Zach shrugged his shoulders and said, “I don’t think so.”


“What are you?” Neanna suddenly spoke up from beneath her cloak.


”I am the result of what happens when advanced technology falls into the hands of those who really don’t know how to use it,” Faraday said, jumping up with a speed not expected from a man constructed of cogs, pistons, and levers.


Faraday looked at Zachary, who now stood with his crossbows drawn and clenched in each fist. He turned his black eyes on William, who now had his loaded catapult drawn.


“What technology? Whose hands?” Zachary pushed, his crossbows aimed at Faraday’s head.


“Human technology in the Mechanical Man’s hands,” he replied, seemingly unmoved that he had weapons aimed at him.


“But you’re the mechanical man, right?” William asked, as some of the branches in the fire gave off snapping sounds, sending a flurry of sparks upwards.


“That’s what I have been trying to tell you – there are more like me,” Faraday said, his pale, leathery skin and dead, black eyes reflecting the firelight. “I didn’t make myself or the others – we were made by a human. It was he who was called the Mechanical Man.”


“So where is this man now?” Zachary asked.


“Dead,” Faraday said, his synthesised voice showing no emotion. He then began to brush the sand and dirt from the sleeves of his flight suit. As he worked, the sound of whizzing and whirring could be heard.


“So you’re definitely not human?” Zach asked him, unable to believe that this man – machine – could look so lifelike, move with such speed and precision.


“I might have been once,” Faraday said, and again he showed no emotion in his voice. He sounded like he didn’t care, or that it didn’t matter. It was as if he had no feelings.


“But you’re different from us,” Bom cut in.


“And you’re different from me – but not that different,” Faraday said back, now kicking the dust from his boots, and brushing it from the grooves and folds of the flight suit he was wearing.


“Well, at least we have faces,” William barked.


The man touched the cloth that covered his face and said, “My face doesn’t always look like this. In fact, when properly maintained, it’s just like yours. It was what happened in Clockwork City that did this to me.”

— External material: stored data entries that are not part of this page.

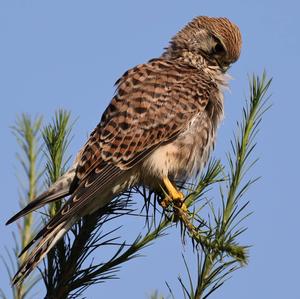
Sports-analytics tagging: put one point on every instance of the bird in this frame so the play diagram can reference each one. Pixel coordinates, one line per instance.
(159, 128)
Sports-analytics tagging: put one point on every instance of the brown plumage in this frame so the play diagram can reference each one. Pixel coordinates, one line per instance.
(160, 124)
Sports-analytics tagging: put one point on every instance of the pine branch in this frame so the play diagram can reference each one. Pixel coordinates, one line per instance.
(26, 131)
(216, 264)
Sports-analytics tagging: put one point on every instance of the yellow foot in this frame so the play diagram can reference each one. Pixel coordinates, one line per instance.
(174, 196)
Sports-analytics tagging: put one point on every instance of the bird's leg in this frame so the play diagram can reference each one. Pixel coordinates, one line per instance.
(174, 196)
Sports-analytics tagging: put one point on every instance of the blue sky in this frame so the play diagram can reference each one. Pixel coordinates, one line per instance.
(69, 54)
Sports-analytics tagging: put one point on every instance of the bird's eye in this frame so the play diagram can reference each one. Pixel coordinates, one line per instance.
(219, 49)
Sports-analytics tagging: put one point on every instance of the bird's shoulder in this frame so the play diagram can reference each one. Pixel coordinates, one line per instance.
(152, 103)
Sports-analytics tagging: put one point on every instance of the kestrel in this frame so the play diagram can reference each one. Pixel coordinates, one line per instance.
(159, 128)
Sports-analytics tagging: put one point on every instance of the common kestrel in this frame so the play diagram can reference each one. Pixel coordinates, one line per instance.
(159, 128)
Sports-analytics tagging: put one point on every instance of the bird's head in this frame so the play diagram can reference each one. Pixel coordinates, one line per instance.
(217, 40)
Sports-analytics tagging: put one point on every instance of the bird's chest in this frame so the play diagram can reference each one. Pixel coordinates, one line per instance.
(187, 154)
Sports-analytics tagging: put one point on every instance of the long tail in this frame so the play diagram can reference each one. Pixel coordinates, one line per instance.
(64, 186)
(48, 240)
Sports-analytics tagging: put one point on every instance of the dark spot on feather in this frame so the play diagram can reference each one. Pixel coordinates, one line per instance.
(124, 125)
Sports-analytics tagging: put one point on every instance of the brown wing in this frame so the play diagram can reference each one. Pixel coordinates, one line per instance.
(154, 102)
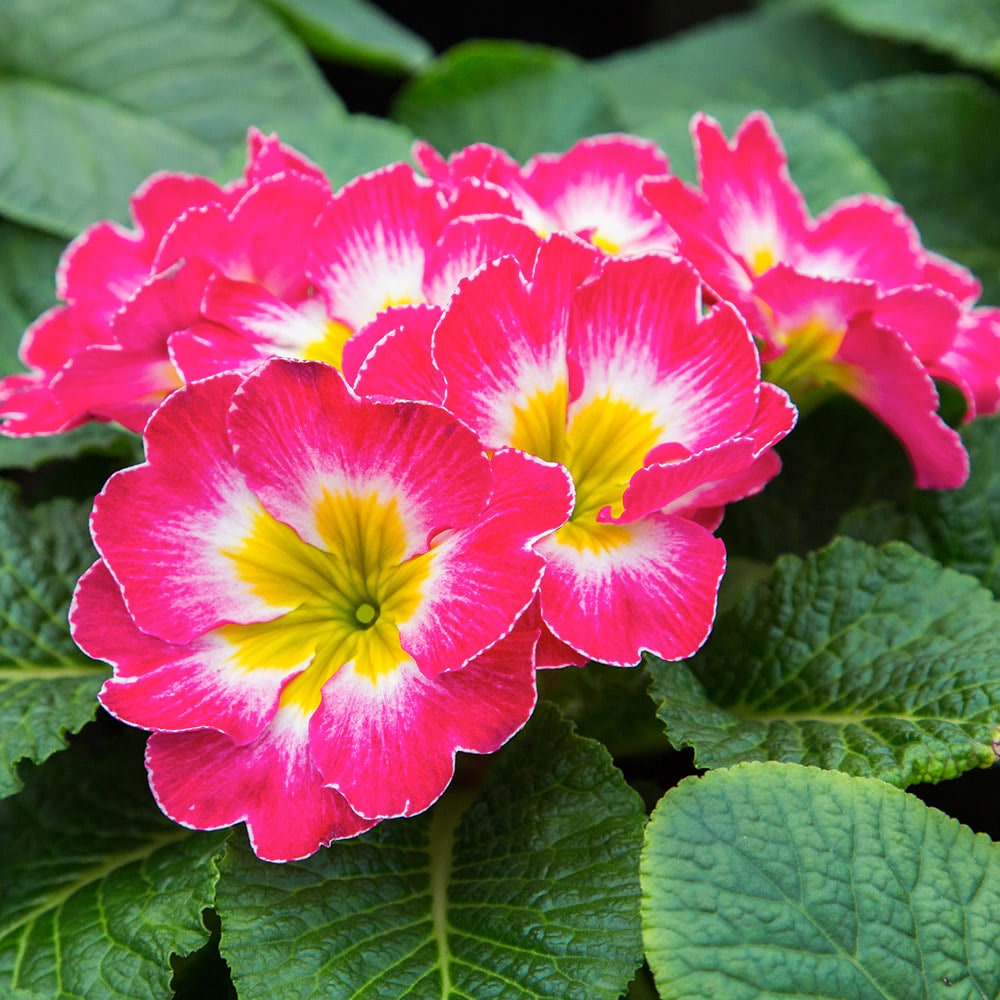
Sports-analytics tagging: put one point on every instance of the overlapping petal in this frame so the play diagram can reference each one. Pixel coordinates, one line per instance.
(317, 597)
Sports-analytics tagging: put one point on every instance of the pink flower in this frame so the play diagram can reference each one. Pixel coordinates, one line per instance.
(313, 606)
(591, 190)
(104, 354)
(607, 367)
(848, 302)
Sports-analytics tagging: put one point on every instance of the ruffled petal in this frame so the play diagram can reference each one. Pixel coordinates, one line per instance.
(651, 586)
(401, 364)
(206, 781)
(482, 578)
(389, 746)
(184, 565)
(300, 435)
(886, 376)
(167, 687)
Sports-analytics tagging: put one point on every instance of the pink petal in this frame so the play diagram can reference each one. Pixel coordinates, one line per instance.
(188, 512)
(864, 238)
(206, 781)
(299, 433)
(924, 316)
(389, 746)
(468, 243)
(593, 188)
(887, 378)
(637, 334)
(371, 242)
(113, 384)
(483, 577)
(400, 365)
(973, 362)
(653, 589)
(760, 212)
(167, 687)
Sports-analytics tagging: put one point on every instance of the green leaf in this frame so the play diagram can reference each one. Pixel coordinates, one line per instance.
(934, 139)
(28, 261)
(968, 30)
(769, 59)
(523, 98)
(48, 687)
(959, 528)
(345, 148)
(877, 662)
(95, 96)
(799, 510)
(99, 889)
(93, 438)
(774, 880)
(530, 892)
(356, 32)
(823, 162)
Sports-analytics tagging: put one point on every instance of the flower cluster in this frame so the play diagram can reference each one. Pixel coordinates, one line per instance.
(409, 441)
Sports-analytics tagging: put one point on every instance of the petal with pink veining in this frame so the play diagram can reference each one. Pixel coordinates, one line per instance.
(886, 376)
(389, 746)
(159, 685)
(204, 780)
(400, 364)
(195, 531)
(649, 585)
(483, 577)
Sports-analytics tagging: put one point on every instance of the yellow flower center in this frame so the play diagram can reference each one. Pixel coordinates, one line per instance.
(348, 598)
(602, 443)
(806, 367)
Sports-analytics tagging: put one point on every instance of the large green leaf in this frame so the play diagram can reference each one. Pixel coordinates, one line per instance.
(48, 687)
(523, 98)
(97, 95)
(935, 140)
(969, 30)
(823, 162)
(532, 892)
(959, 528)
(800, 509)
(876, 662)
(774, 880)
(769, 59)
(99, 889)
(345, 148)
(28, 261)
(356, 32)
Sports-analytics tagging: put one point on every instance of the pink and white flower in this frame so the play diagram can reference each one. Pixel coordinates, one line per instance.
(591, 190)
(849, 301)
(103, 354)
(314, 606)
(608, 367)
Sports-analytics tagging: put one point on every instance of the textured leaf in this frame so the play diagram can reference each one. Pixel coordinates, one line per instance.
(345, 148)
(28, 261)
(98, 887)
(48, 687)
(969, 30)
(934, 139)
(93, 438)
(799, 510)
(356, 32)
(95, 96)
(774, 880)
(823, 162)
(533, 894)
(523, 98)
(959, 528)
(876, 662)
(769, 59)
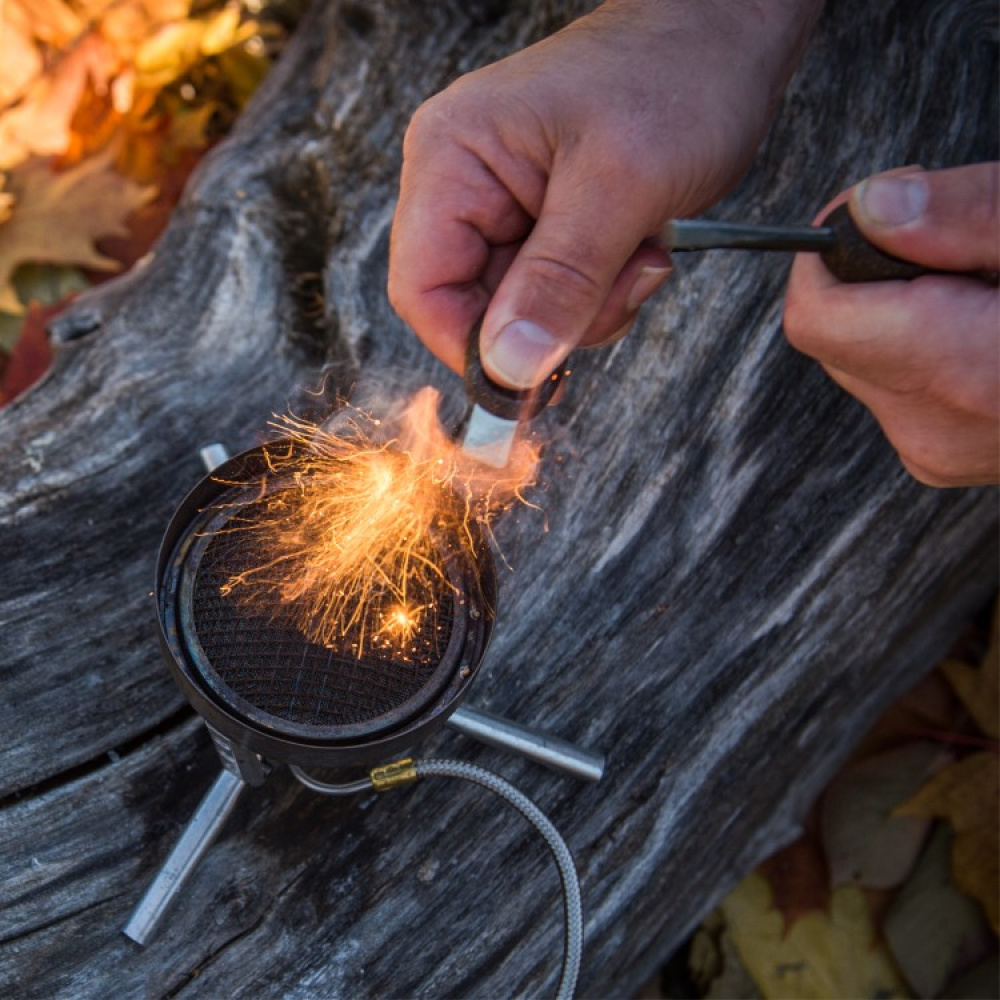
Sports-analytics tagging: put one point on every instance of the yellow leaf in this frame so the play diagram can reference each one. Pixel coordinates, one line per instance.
(979, 689)
(57, 216)
(178, 46)
(40, 123)
(6, 202)
(967, 794)
(19, 54)
(52, 21)
(824, 956)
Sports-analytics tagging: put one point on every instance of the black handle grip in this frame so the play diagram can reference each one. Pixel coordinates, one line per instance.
(508, 404)
(854, 259)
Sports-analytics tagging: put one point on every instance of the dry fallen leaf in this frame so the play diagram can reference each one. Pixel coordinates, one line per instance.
(967, 794)
(933, 930)
(823, 956)
(865, 842)
(57, 217)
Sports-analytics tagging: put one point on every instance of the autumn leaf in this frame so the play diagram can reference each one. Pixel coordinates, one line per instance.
(865, 842)
(967, 794)
(932, 929)
(32, 354)
(823, 956)
(56, 218)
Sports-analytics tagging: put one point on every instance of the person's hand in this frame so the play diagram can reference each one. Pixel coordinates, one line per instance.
(532, 186)
(924, 355)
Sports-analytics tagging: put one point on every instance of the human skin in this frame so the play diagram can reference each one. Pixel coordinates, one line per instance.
(531, 189)
(923, 355)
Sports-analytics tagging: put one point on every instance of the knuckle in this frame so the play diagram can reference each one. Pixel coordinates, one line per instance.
(566, 280)
(931, 462)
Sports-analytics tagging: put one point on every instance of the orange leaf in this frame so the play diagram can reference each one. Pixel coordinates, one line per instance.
(40, 123)
(57, 217)
(967, 794)
(32, 354)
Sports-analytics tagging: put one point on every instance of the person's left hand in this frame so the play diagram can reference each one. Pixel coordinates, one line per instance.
(923, 355)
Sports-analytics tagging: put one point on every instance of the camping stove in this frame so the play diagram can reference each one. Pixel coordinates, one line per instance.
(271, 696)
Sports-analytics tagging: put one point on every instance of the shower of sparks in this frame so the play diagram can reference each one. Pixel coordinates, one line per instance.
(349, 523)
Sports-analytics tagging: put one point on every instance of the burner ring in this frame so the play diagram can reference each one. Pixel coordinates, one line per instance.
(262, 683)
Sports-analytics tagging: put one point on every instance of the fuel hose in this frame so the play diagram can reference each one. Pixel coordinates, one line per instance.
(402, 772)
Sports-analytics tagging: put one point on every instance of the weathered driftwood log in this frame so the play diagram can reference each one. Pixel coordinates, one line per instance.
(732, 576)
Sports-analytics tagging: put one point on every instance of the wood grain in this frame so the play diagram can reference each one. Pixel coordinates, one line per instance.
(730, 579)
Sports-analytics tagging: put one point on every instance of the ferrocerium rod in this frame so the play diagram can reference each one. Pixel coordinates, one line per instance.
(707, 234)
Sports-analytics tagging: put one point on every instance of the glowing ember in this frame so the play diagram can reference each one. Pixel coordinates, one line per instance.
(349, 525)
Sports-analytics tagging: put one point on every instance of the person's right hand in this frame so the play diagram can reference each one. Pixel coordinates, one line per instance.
(922, 355)
(531, 187)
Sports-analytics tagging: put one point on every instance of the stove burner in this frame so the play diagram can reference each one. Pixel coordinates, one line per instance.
(261, 682)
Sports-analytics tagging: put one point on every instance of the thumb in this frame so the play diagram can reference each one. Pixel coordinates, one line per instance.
(945, 219)
(559, 281)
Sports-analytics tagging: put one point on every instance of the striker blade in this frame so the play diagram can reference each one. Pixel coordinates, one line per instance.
(488, 438)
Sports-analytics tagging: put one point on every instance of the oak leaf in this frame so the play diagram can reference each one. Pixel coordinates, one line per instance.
(967, 794)
(57, 217)
(823, 955)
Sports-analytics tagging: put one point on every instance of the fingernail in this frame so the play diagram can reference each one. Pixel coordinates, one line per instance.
(892, 201)
(523, 354)
(649, 279)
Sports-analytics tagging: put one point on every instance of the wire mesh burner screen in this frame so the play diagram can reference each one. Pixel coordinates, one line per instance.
(259, 680)
(263, 660)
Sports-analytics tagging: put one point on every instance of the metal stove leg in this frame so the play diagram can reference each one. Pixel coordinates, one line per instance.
(532, 743)
(202, 829)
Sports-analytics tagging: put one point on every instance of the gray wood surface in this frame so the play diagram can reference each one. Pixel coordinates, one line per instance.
(731, 578)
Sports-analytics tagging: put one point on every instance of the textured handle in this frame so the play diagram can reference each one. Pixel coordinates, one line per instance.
(508, 404)
(853, 259)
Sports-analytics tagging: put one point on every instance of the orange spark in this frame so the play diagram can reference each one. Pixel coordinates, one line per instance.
(350, 525)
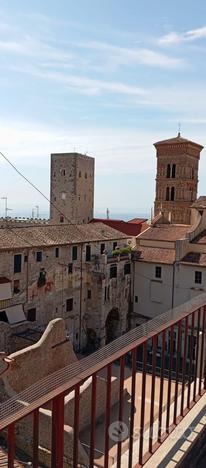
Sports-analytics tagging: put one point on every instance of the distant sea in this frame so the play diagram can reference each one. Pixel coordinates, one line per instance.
(98, 214)
(123, 216)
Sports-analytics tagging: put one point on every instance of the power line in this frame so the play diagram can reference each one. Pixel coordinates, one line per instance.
(33, 186)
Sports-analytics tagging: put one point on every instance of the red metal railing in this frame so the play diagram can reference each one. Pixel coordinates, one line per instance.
(160, 371)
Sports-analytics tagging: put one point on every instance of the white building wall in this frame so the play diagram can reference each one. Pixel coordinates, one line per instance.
(185, 286)
(154, 295)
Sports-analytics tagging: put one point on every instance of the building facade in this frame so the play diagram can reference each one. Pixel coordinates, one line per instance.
(66, 271)
(177, 178)
(71, 188)
(169, 265)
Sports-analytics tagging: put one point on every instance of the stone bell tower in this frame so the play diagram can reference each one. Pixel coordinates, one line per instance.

“So it does exist then?” Neanna asked from the shadows. I watched her pale blue eyes flicker from Faraday to me.


The stranger took his hand away from his face. “Yes,” he said flatly. “But before I explain what happened there, please lower your weapons. You couldn’t kill me, even if you tried.”


Chapter Five


The Delf shuffled up the spiral staircase to the top of the Splinter. The stone steps seemed unending, and several times she stopped, lent against the wall, and mopped the sweat away which streamed from her wrinkled brow and down the sides of her face. As she gasped for air, maggots oozed from her nostrils and crawled from the corners of her puckered mouth. The Delf knocked them away, and they dropped onto the steps where they wriggled away into the shadows.


With her bag of potions and charts, she continued upwards, her breath laboured until she reached the top of the Splinter. At the top, she pushed open the door and shuffled into the Queen’s chamber. Much of the room was cast in shadow. Candles, which were attached to black iron spikes, barely lit the room, and the Delf peered around, in search of her brother. Unable to see him, the witch stepped further into the room and stood at the foot of the Queen’s bed. The Delf looked down upon the fragile figure. The Queen looked young, no more than a teenager, and the Delf despised her youth and beauty. She was like the girl, Anna Black, but like her, she would soon be dead. The Queen’s skin was so very pale, almost translucent. Her long hair was fine like cotton, and the Delf had expected the Queen to have looked emaciated and drawn – near death – not as if she were simply asleep.